The Pandemic and Imperial Extraction

On May 18, the National Health Council in Mexico released a statement from President Andrés Manuel López Obrador giving the green light for maquiladoras and automotive companies to return to normal production levels. This decision came after the Trump administration mounted a campaign to pressure Mexico into opening maquiladoras against the recommended safety guidelines and very publicly so. Last week, U.S. ambassador to Mexico Christopher Landau tweeted, “I’m doing everything I can to save supply chains that were created through the last decades,” and that “protect your health” is only desirable when it is not destroying the “economy.”

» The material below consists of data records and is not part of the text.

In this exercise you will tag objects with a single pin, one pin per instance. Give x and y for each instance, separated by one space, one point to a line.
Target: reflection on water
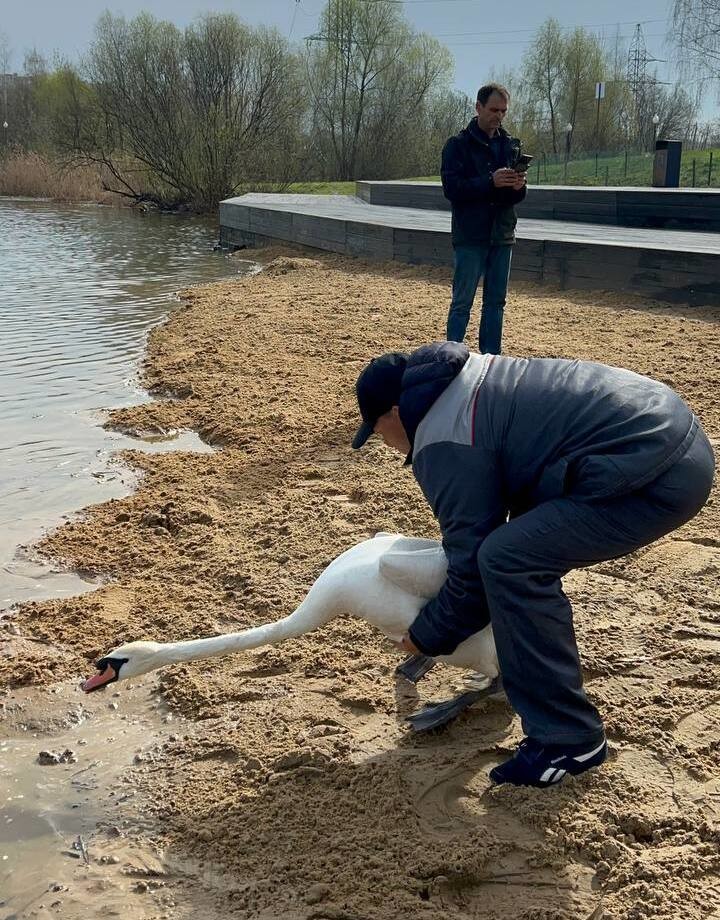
80 286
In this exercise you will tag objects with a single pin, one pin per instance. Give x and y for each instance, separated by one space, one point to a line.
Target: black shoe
536 764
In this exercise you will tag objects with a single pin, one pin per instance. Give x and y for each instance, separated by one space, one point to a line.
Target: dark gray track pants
522 564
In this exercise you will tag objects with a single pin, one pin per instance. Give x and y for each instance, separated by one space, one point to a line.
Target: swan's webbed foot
439 714
415 667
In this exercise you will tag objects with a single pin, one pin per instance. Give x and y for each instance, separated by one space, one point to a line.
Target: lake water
80 286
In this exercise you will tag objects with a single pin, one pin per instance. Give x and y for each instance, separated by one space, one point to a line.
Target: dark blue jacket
494 436
481 213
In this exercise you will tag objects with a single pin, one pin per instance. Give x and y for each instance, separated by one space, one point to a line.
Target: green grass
322 188
611 170
614 170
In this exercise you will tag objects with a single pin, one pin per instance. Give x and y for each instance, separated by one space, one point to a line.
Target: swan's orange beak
98 680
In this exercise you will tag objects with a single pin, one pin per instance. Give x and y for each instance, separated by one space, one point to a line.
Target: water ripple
79 290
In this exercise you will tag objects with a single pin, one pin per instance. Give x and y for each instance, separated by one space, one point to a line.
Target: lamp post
656 122
568 136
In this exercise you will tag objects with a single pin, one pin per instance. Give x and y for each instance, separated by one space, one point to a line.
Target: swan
385 580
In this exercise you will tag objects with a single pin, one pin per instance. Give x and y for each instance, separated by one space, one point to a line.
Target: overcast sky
482 35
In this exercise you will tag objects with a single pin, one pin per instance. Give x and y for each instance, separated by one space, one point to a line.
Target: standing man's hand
505 178
406 644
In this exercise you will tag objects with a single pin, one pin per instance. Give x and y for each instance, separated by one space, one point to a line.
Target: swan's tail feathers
415 667
416 566
439 714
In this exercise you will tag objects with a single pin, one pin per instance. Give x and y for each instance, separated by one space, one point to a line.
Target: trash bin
666 168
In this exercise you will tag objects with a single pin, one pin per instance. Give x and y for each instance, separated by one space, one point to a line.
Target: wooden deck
673 265
669 208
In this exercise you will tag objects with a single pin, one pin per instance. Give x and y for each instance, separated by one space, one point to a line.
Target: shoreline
298 792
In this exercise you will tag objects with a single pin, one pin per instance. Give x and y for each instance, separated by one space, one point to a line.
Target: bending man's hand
406 644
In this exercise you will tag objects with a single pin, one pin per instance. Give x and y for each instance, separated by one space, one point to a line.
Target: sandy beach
283 782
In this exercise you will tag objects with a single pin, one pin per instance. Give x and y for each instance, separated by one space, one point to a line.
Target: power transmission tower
640 80
637 67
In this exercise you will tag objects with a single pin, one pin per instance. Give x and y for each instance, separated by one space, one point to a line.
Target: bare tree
544 65
179 117
368 75
696 35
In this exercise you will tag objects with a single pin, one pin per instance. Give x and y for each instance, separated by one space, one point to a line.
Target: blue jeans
471 264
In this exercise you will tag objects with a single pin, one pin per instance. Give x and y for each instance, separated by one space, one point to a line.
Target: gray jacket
505 434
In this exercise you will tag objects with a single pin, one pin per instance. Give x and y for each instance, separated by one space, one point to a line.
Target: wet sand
294 789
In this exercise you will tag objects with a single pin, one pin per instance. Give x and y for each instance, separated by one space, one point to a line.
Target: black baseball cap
378 390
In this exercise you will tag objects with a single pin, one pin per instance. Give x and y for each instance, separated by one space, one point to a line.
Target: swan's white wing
417 566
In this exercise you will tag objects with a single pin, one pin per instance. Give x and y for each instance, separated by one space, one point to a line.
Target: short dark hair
485 92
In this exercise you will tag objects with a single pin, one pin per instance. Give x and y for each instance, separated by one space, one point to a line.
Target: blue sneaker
536 764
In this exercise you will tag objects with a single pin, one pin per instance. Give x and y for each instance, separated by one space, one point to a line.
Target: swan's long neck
308 616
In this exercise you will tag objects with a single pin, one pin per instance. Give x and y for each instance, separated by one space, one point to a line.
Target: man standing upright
479 180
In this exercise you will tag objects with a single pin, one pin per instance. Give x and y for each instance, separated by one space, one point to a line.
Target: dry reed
33 176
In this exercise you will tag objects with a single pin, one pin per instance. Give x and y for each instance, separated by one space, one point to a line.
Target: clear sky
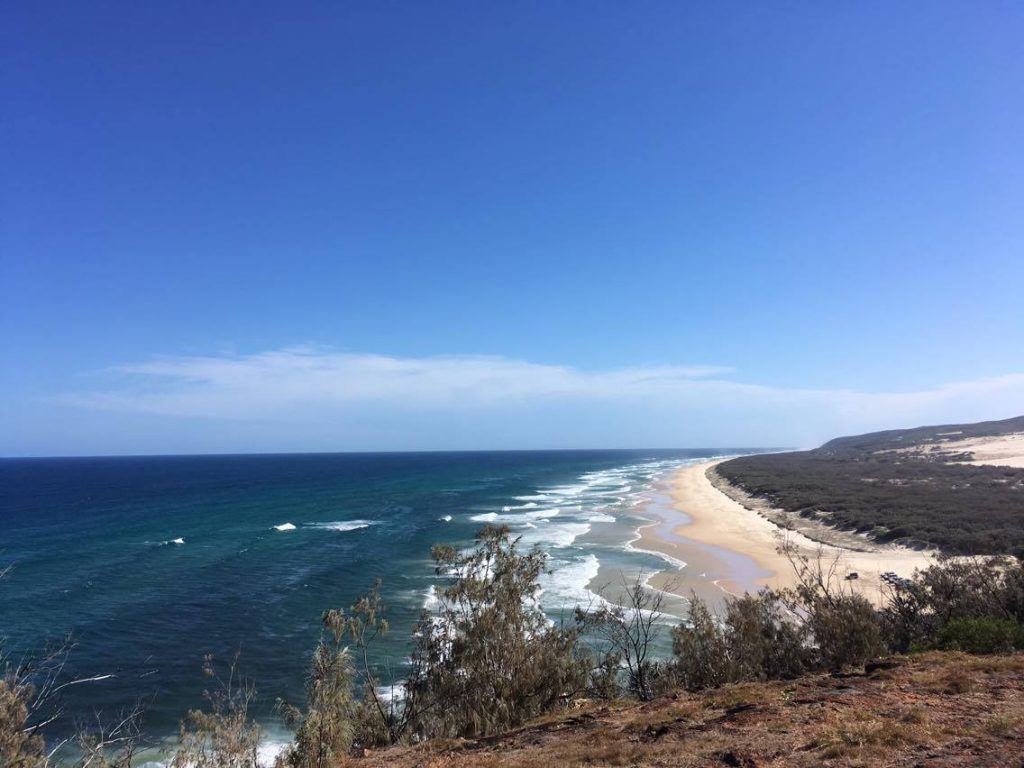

Indeed, the shockingly extractive nature of these maquiladoras becomes even more apparent when you take into account the recent events surrounding the maquiladora owned by the Smith Medical group, a UK-based company whose website proudly announces that it made 874 millions euros last year. This May, Smith Group was the source of a lot of outrage in Baja California after it refused to sell ventilators produced in the maquiladoras to the Mexican government. Indeed the global capitalist elites are content to profit off the labor and lives of maquiladora workers, and even the life-saving medicine will be made available, but only to those who can afford it. Carmin Maffea wrote an exceptional piece documenting the U.S. government’s role in perpetuating inequalities in access to health care and lifesaving medicine during the pandemic. Indeed, in the United States, PPE and ventilator manufacturers are increasing their prices to make a greater profit, which they are making off the lives of workers in maquiladoras like the one owned by Smith Medical.

The same disregard for working-class lives in the Trump administration’s foreign policy is reflected in the Trump-administration’s response to the crisis at home. As Daniel Werst points out, “The U.S. does not have paid leave for older workers, hazard pay, free healthcare for all, adequate PPE, sufficient testing, or real prevention. What the U.S. does have is a $738 billion military budget. Including related and classified funding, the U.S. spends close to $1 trillion a year on war.” You can certainly anticipate that the U.S. will spare no costs at ensuring that capitalist world order is maintained both at home and internationally. Indeed, while the American government hasn’t resorted to deploying its military forces onto the streets at home, it certainly has a brutal police force and a violent immigration enforcement policy that has been terrorizing the migrant community in a constant reproduction of “racism, capitalism, colonialism, [and] oppression.”

Though political leaders talk of the coronavirus as the great equalizer, for the working class, capitalism is our collective “preexisting condition,” which exponentially increases the danger posed to our lives. Indeed, the global working class today is facing a very unique challenge. As James Hoff and Jimena Vergara aptly put it, the two main questions that the working class must answer today are the following: How do we connect the struggles of the workers currently in motion (especially precarious frontline workers) to the struggles and interests of the whole class, including those currently without employment? And how do we use this unity to build a class capable of fighting for and winning socialism and building the framework for a communist future? In the United States the answers to these questions would have a ripple effect within the entire capitalist empire. Though there are several uncertainties facing the organization of the working class in the United States, Juan Cruz Ferre was right in pointing out the need for a real U.S. socialist party to defend the interests of the working class.